The paper is considered the first on the construction and operation of the Vietnamese mountain village healthcare network, and it is the main reference in the Master’s thesis of the Director of the Branch of Malariology, Parasitology, & Entomology Ho Chi Minh City submitted in Belgium. Right after this in 1995, the Ministry of Health started training and organizing the national mountain village healthcare network.
From 1999 to 2013 when the Malaria Station was fused into the Quang Tri Provincial Preventive Medicine Center, MD Ha was appointed deputy director of the center.
For his notable contributions to medicine in Vietnam - and in Quang Tri province in particular - MD Hoang Ha was awarded the title of Meritorious Doctor by the president in 2009, a certificate of merit from the prime minister for his “achievements in the protection and care of public health”, besides many certificates of merit from the Ministry of Health and the Quang Tri province People’s Committee for achievements in the protection and care of public health through the years from 1990 to 2013.
MD Hoang Ha was also a provincial-level Emulation Fighter from 2006 to 2010 and an institute-level Emulation Fighter for twenty years.
Studying medicine is without limits in time or study content
After obtaining a PhD in public health in 2014, MD Ha decided to become a lecturer. In 2017 he started working at DTU.
Bác si c?a ÐH Duy Tân: Tiên phong ch?ng s?t rét, tâm huy?t vì sinh viên
MD Dr Ha (seventh from left) received a second prize at the Conference on Clinical Applications of Biomedicine in Ho Chi Minh City
Besides lecturing, MD Dr Ha continues his passion for scientific research from the previous years. Together with colleagues from Japan, Laos, and the Medical Committee Netherlands–Vietnam, he researched the status of malaria in the Vietnam–Laos border region. His research group discovered the first new malaria parasite in Vietnam and the fifth type in the world. Two international papers were published about it.

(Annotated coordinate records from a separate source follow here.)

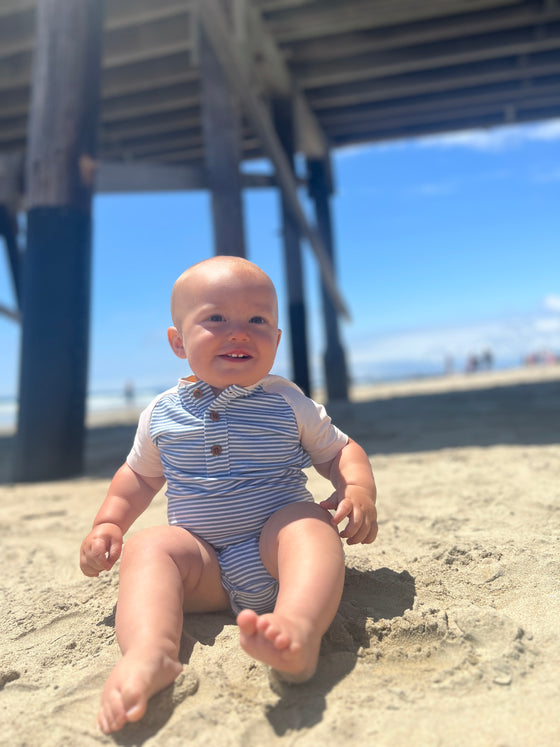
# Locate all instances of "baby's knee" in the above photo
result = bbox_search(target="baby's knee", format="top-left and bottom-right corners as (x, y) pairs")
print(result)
(123, 526), (179, 562)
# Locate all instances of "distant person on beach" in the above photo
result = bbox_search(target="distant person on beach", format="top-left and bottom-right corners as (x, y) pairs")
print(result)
(124, 381), (134, 407)
(80, 257), (377, 733)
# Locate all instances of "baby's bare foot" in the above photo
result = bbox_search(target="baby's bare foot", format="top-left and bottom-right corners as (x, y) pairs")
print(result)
(237, 610), (321, 682)
(97, 650), (183, 734)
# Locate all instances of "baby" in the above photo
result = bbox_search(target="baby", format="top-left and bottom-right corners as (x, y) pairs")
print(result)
(80, 257), (377, 734)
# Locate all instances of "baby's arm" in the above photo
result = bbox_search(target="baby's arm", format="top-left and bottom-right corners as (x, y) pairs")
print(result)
(80, 463), (165, 576)
(315, 439), (377, 545)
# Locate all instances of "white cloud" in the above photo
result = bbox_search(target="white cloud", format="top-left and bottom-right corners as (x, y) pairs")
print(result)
(349, 312), (560, 377)
(543, 293), (560, 312)
(416, 119), (560, 152)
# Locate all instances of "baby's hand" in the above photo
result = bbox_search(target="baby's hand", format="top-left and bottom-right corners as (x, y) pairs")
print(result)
(80, 524), (123, 576)
(320, 485), (377, 545)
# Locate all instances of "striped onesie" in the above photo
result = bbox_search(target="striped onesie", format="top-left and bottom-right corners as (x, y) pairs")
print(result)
(127, 375), (348, 614)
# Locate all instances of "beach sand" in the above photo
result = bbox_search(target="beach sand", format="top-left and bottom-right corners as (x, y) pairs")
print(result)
(0, 367), (560, 747)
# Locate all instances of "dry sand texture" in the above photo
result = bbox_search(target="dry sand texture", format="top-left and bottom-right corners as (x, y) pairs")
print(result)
(0, 368), (560, 747)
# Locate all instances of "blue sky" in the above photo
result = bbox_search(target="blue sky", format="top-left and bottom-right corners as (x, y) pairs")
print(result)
(0, 120), (560, 396)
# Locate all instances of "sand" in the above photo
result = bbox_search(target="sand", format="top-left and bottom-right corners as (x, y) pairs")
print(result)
(0, 367), (560, 747)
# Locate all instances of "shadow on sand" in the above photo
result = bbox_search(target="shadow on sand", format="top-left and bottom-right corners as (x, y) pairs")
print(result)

At the Conference on Clinical Applications of Biomedicine in Ho Chi Minh City, MD Dr Ha was awarded a second prize for the presentation “Monkey-to-human infection with Plasmodium knowlesi on the Laos–Vietnam border”. Of note, when the Covid-19 pandemic broke out, MD Dr Ha and four other lecturers opened, following a policy by the Ministry of Health and with the agreement of DTU, three online training classes on Covid-19 vaccination for over 700 CMP lecturers and students.
He is now Vice Provost of the DTU College of Medicine & Pharmacy (CMP) and spends quite a lot of time on management and scientific research, but MD Dr Ha is still highly loved by his students. This is because he does not follow “work hours” but is there whenever his students need him.
“After tens of years, I’ve grown used to the emergency rhythm of medicine,” MD Ha explains. “I also feel for those students just entering the profession, so I always make time to instruct them, explain to them, and shape their characters. If they’re determined to pursue medicine, they should always keep their passion alight, study seriously, and be good both in theory and practice.
“Studying medicine is without limits in time or study content - such is my life and work maxim, and that’s what I want to transmit to all of my students. I hope they can mature very early and put their minds to studying well to avoid lacunae in medicine. Nothing else than the professional abilities acquired in the university auditorium, internships, and practical training will be the ‘miracle’ saving a person’s life when you’re really in the profession, and that’s also what each and every physician strives for.”